In my superficial way, I have noticed that when a document gets uploaded to SharePoint we can now look at it through a web browser. This is because SharePoint is predicated on the idea that we can all work in the cloud instead of being tied down to a local server. The browser view we are offered is not unlike Windows Explorer. In this view, we can see a folder structure, a file name, and also columns indicating dates (the Modified column), the Owner Name (Modified By) and Size (File Size).

I could see in this view that when a document gets uploaded, the date displayed is the date when it was added to SharePoint. This made me wonder what happened to the original Date Of Creation, something we worry about if we’re archivists or records managers. Further, I wondered if other metadata was being affected by this drag-and-drop action.

Tests

I did some tests using the Apache Tika utility, which is capable of exposing Properties in many file formats. In the case of Office documents, these properties can be a rich mix of dates, text strings, and technical metadata. I’m naively assuming these things are inscribed in the document in some way, by a combination of the application (e.g. MS Word) and the Windows file system, e.g. NFTS.
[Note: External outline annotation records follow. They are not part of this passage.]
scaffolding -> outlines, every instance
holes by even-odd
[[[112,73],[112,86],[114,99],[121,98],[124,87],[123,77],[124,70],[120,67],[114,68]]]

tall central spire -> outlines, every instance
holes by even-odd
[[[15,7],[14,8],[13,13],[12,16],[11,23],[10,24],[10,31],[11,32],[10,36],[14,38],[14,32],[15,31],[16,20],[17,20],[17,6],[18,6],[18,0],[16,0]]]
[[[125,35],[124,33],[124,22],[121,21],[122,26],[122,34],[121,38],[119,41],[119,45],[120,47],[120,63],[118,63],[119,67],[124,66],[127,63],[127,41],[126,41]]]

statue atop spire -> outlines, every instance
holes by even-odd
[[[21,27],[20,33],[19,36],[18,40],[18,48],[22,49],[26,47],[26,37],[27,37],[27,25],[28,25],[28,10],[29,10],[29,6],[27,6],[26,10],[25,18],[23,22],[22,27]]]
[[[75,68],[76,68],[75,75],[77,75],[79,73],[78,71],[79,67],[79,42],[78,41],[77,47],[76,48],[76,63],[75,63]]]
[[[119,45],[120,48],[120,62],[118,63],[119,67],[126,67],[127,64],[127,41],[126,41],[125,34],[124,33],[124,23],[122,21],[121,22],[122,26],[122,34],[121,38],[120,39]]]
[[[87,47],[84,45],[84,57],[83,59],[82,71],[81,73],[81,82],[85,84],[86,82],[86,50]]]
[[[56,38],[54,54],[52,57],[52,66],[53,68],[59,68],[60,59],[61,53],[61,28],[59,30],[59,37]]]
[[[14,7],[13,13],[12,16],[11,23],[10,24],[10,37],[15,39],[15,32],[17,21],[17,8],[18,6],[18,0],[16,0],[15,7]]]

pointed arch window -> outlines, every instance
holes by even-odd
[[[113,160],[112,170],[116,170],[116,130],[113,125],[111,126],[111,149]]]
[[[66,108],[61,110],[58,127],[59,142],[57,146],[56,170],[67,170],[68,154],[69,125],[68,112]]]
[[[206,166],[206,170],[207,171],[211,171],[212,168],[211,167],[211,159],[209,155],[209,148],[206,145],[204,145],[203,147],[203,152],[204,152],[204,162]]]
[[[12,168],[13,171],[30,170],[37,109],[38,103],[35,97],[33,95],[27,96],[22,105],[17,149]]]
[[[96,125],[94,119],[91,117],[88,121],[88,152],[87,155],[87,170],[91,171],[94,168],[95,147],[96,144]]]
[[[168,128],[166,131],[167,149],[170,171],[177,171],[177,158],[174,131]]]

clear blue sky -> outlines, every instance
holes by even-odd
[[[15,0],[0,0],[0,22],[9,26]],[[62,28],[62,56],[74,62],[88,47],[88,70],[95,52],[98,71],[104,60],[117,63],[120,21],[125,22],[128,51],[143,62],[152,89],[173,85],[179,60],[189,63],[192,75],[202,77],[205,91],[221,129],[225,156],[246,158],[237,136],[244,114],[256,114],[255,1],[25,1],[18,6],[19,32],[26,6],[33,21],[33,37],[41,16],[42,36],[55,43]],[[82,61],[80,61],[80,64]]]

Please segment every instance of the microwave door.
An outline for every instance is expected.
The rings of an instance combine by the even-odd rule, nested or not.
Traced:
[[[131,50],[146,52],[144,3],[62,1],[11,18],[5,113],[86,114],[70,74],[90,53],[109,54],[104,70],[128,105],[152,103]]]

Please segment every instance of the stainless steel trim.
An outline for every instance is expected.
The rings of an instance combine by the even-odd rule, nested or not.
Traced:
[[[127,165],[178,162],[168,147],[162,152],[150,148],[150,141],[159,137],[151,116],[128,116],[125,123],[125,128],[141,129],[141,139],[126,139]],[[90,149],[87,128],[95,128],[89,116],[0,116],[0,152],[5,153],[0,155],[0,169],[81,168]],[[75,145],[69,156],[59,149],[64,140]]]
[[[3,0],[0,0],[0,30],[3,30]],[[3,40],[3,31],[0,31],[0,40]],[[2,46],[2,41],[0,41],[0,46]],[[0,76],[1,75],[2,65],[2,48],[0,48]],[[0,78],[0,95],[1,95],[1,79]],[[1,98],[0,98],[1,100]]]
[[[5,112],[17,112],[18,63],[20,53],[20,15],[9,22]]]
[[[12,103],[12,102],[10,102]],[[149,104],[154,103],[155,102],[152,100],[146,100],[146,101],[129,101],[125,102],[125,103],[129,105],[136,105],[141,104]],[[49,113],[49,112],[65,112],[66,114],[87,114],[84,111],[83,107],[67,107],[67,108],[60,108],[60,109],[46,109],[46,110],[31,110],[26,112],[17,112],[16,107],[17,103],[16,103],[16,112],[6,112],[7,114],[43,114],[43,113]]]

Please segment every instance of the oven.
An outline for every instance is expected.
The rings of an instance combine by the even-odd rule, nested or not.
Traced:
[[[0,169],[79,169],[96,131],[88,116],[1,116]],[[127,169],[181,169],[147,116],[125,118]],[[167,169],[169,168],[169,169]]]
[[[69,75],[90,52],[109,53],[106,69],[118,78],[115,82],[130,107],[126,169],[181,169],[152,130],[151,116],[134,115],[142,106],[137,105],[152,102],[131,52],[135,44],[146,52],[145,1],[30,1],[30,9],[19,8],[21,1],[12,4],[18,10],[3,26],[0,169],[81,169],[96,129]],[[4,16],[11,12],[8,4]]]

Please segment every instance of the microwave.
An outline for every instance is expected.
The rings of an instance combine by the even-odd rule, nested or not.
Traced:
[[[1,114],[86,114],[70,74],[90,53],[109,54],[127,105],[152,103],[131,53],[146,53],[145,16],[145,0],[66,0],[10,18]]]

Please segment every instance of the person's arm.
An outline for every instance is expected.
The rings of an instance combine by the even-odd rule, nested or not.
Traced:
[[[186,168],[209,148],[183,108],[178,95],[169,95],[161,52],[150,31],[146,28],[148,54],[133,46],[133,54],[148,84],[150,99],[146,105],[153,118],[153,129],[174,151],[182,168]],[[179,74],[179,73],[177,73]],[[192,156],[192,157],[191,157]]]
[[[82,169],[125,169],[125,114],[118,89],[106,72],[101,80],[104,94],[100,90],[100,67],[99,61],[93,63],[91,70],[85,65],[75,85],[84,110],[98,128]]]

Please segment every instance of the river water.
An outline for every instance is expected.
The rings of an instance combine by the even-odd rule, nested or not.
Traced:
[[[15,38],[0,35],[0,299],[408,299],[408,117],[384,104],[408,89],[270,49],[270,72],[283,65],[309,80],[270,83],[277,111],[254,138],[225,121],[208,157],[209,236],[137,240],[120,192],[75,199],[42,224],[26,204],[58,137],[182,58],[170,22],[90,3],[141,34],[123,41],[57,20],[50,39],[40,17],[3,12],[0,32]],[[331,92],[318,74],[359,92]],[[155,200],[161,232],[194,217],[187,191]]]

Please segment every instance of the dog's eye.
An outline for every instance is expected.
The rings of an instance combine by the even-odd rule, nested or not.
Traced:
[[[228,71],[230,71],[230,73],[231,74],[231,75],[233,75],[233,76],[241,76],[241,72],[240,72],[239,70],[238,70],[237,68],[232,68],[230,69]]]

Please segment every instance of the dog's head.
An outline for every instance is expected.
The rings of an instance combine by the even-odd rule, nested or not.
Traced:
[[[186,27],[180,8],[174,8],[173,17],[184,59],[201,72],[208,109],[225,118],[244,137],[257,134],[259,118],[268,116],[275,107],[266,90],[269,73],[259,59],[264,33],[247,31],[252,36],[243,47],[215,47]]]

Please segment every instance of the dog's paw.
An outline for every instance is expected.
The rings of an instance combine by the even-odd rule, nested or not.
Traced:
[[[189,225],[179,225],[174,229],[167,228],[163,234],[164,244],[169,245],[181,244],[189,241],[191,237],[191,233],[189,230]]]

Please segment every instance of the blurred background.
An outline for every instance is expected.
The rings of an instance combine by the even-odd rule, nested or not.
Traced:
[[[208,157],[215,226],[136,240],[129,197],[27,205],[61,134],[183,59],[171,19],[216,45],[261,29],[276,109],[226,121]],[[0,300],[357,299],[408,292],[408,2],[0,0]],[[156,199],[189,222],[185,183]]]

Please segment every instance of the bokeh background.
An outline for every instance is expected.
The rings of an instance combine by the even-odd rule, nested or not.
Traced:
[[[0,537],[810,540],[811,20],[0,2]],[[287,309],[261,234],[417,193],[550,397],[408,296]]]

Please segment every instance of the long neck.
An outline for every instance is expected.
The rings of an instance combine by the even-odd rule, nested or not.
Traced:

My method was to start with a small test bed of Office documents (one .doc, one .xls, and one .ppt). I got these from the OPF format corpus. I wanted to carry out a simple before-and-after comparison. First I profiled all the documents before upload, and pasted all the metadata into my table.

Then I tried three operations using SharePoint: (1) Drag and drop (2) Edit in the Browser (3) Edit in Word. The first one is simply moving (copying) the document from Windows Explorer into the SharePoint environment. The editing operations refer to the two options available: “make quick changes in the Browser”, or launch the application for more functionality. (2) suggests there is a web-based version of Word, Excel and PowerPoint which doesn’t quite have all the functions you’d expect, but still enables a user to carry out some limited edits.

After each action, there was a change to the test object. I downloaded the changed object in each case, and ran Apache Tika to see what the profiles looked like. I then pasted all the results into my table so I could make comparisons.

Click to download comparative tables

What changed?

There’s a number of changes which you can see if you download my tables. Look at comparativetable.xlsx. The most obvious and profound change is to the dates, especially the date of creation. This property remains unchanged if we just drag and drop; but when we start editing, either in browser or in application, the date of creation appears to change to the date when editing was carried out. The PowerPoint file kept its date of creation, but the other two didn’t; so now the only evidence we have of original dates is in the “Date Printed” property.

The second profound change is to the file size. In each case, this changed quite noticeably; even the act of dragging and dropping introduced a change to file size. Given the fact that the checksum is also new, it looks as though SharePoint is creating a new digital object in some way, and “injecting” it with something (I have no idea what) that makes it larger.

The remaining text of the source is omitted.